8. Believing you are what is behind the thought process. Now you are getting closer, you feel what is beneath during moments of awe, revelation, no-mind, stillness, beauty, truth, danger, wonder. You come to a point where you feel just: “I am”. Not “I am moral”, “I am intelligent”, but just “I am”. Not as words, but just as a feeling. Not an emotion, just a feeling. Now you are a spiritualist: you post quotes from the Buddha on Facebook, you create a religion, philosophy or ideology, or you write a blog about it (hello, me!). You’ve taken this “I am”, the non-conceptual, the timeless, and written it down, put it into a thought. It’s now just a concept in your mind. This can happen if you experience moments of awakening, and then turn that into an event (people call this an “awakening”). You then say, “two weeks ago I had a moment of awakening” and voila! It is a concept again, in the past and you want to strive for it in the future. Back to believing you are the thought process.
9. Knowing who you are. Feeling who you are is a better description. You are living in the moment, taking it as it comes. You no longer strive to be any kind of person, or even a person. You don’t think of yourself as anything. You don’t need to think. You trust yourself to do whatever needs to be done. Through repeatedly living in the moment, through being true to yourself and dropping concepts, thoughts, analysis, judgements and everything else related to the mind, you see yourself, which is not seeing yourself, because you realise you are one person. You trust yourself through experience. You don’t say “I trust myself”, you don’t think “I trust myself” and you don’t even feel “I trust myself.” You just “are”. This is called:
10. Being. You are. That’s it.
With this comes unconditional trust. It’s not a “state”, unless that “state” is alive, because that’s all it is: alive. Your being is there. Alive. The rest of everything else you do, whether a Yad stop or a same day threesome, is effortless. Because there is no fight – no fight with yourself, no fight with the world, no fight with your mind, and no fight with the universe (not that such a thing is possible!). The illusion of conflict slips away: “there is no conflict.” There is only one way to describe this in words: no words. And there is only one way to describe this in sounds: silence.

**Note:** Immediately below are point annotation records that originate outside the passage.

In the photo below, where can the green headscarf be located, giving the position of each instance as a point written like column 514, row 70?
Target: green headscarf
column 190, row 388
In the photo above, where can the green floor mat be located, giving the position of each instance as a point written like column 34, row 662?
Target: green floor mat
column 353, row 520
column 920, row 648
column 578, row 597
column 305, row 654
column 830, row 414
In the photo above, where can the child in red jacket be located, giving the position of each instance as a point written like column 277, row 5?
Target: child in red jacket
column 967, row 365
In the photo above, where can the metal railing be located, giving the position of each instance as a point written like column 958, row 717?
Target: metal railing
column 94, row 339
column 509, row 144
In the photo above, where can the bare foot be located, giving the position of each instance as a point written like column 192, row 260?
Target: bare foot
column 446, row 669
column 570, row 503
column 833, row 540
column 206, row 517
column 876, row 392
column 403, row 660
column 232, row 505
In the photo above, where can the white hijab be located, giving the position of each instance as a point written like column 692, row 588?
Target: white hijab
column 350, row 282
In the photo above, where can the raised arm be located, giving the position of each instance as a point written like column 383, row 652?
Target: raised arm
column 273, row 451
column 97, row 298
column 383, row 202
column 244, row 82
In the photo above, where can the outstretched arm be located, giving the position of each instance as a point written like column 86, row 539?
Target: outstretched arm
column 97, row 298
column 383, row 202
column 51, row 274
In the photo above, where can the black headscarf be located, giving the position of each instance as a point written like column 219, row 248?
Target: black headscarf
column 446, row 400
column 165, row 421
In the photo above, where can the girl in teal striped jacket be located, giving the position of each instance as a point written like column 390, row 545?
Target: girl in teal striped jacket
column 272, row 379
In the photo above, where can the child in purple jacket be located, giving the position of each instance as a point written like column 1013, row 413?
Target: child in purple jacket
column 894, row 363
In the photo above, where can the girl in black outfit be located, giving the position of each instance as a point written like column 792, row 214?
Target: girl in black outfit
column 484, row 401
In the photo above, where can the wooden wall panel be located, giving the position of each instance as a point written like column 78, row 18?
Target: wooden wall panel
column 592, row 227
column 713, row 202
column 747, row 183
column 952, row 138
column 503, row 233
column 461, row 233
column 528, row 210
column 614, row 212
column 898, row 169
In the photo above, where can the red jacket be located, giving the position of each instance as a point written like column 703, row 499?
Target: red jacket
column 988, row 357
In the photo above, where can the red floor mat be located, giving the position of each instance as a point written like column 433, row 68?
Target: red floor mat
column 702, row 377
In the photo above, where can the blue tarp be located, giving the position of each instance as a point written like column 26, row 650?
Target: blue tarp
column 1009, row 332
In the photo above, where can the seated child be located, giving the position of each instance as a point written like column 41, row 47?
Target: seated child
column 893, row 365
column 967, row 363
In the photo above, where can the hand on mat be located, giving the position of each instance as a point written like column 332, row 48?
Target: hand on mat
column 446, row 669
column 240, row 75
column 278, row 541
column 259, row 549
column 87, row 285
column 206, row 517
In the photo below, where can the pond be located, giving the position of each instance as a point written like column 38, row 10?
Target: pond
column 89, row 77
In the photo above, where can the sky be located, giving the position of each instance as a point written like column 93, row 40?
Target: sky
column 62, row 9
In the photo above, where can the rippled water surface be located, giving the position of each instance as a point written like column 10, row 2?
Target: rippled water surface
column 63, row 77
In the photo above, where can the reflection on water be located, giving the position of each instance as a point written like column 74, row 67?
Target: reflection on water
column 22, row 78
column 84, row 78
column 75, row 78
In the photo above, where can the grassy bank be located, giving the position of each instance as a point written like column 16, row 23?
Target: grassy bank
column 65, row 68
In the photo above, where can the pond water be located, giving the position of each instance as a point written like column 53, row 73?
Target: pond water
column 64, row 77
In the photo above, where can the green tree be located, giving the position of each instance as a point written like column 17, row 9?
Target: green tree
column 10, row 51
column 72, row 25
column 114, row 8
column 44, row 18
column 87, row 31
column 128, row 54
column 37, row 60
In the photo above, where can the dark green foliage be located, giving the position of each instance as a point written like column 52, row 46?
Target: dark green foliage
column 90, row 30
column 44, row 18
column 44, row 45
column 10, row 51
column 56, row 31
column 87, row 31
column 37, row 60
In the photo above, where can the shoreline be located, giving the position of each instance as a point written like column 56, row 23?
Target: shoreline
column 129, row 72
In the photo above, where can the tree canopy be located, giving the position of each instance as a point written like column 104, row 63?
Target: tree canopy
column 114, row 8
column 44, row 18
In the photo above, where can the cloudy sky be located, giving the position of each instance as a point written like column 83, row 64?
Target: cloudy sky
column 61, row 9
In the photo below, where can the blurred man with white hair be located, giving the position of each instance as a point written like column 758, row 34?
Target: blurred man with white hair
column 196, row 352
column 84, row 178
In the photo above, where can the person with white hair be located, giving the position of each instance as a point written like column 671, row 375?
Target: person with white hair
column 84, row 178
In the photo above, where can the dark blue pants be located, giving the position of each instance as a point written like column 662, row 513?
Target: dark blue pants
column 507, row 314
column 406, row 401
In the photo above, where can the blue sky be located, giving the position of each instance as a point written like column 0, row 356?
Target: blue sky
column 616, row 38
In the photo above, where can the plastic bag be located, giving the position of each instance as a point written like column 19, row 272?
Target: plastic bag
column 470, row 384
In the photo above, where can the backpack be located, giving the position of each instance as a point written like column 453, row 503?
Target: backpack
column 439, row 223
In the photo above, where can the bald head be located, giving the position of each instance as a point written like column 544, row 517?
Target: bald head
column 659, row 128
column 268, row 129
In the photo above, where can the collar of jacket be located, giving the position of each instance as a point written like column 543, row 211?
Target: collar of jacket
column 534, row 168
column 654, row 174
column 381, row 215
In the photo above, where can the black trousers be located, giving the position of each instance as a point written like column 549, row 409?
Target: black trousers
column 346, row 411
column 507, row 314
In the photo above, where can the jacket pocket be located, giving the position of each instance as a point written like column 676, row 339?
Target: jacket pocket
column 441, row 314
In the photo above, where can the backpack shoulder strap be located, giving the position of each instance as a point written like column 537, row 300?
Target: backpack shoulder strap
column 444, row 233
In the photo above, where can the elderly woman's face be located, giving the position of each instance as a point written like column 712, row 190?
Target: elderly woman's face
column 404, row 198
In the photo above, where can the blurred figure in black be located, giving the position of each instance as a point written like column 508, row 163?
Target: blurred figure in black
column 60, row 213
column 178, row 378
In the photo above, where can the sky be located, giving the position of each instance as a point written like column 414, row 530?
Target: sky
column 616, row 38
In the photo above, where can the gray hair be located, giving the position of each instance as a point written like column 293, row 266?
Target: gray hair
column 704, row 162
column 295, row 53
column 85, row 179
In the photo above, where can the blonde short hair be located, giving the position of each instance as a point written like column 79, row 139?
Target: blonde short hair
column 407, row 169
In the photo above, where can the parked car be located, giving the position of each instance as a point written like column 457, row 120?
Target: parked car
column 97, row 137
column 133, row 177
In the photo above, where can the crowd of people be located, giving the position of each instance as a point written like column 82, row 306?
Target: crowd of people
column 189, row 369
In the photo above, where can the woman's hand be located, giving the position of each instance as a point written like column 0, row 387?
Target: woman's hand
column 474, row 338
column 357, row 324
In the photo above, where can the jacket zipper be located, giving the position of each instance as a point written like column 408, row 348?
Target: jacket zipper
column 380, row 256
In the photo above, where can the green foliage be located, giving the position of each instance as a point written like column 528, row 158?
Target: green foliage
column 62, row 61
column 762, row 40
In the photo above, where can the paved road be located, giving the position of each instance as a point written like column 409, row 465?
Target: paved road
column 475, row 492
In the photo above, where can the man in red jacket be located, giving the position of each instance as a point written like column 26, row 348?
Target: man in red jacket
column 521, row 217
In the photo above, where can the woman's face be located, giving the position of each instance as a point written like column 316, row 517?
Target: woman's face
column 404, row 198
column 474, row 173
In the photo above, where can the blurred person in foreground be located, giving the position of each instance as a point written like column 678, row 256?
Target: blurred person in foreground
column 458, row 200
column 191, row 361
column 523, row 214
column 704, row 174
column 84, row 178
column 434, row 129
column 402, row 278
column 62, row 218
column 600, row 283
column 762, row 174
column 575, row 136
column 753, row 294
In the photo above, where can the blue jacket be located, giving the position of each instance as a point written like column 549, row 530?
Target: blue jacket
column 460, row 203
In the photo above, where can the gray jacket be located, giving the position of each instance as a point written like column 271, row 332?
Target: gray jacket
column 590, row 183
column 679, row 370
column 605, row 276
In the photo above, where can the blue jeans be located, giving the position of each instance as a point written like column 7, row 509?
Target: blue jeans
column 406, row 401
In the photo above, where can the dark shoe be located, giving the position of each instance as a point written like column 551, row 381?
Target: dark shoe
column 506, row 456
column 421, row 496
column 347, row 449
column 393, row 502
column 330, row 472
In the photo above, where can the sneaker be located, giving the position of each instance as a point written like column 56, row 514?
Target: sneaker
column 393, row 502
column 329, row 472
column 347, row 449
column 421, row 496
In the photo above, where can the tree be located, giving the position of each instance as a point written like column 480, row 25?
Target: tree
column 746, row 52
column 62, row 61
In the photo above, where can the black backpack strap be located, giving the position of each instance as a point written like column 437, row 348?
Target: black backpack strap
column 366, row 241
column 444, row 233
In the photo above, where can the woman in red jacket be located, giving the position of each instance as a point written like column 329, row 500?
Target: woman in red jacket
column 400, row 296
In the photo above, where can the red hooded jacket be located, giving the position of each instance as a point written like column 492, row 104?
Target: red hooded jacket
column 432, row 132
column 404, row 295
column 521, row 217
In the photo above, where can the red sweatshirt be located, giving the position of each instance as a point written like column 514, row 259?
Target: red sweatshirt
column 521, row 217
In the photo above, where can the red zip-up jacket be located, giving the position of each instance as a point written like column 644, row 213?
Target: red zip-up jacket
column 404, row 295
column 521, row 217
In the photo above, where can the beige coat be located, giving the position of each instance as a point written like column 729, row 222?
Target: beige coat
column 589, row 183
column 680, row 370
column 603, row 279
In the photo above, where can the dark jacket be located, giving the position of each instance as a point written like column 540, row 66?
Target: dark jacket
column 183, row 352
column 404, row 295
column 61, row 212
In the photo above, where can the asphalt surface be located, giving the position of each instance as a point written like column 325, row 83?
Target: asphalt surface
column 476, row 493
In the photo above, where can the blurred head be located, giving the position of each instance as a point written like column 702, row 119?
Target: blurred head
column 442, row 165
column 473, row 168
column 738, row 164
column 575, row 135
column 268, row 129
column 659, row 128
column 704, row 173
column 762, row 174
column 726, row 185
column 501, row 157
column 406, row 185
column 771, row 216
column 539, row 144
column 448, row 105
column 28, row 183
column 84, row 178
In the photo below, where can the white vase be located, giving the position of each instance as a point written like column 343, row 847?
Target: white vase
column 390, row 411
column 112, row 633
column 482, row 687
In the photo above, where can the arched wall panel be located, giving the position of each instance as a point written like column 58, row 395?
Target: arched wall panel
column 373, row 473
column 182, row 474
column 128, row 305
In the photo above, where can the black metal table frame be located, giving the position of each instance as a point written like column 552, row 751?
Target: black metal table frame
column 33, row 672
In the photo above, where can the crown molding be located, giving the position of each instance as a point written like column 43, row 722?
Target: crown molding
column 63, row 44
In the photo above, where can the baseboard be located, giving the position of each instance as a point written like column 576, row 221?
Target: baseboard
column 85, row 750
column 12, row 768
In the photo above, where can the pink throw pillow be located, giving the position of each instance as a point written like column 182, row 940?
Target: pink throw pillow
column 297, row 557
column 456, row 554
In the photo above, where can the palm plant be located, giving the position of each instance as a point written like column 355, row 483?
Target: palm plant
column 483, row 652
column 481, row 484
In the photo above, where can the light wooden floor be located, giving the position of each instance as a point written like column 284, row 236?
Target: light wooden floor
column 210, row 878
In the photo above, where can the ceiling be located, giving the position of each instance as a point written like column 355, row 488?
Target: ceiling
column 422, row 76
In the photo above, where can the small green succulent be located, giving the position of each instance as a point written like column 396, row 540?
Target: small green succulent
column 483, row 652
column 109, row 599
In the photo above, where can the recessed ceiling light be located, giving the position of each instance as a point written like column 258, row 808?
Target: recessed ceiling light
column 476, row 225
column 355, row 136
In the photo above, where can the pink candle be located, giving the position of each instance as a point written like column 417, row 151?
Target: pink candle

I have experienced step 10 many times. Of course, when I think about it, write about it, wish to be in it again or remember being in it fondly, I’m at step 7. In writing this blog I’m at step 7. Maximum. In wishing to attain step 10, I’m at step 7. In believing I’m enlightened, I’m back at step 4. In believing that there are steps, I’m at step 7. In believing there are no steps, I’m back at 7. In believing that by believing there are or aren’t any steps, it’ll make any difference, I’m at step 7.

There are no steps
If you can’t get your mind around this post, there’s a good reason for that.
I invite you to join me in losing your mind and coming to your senses.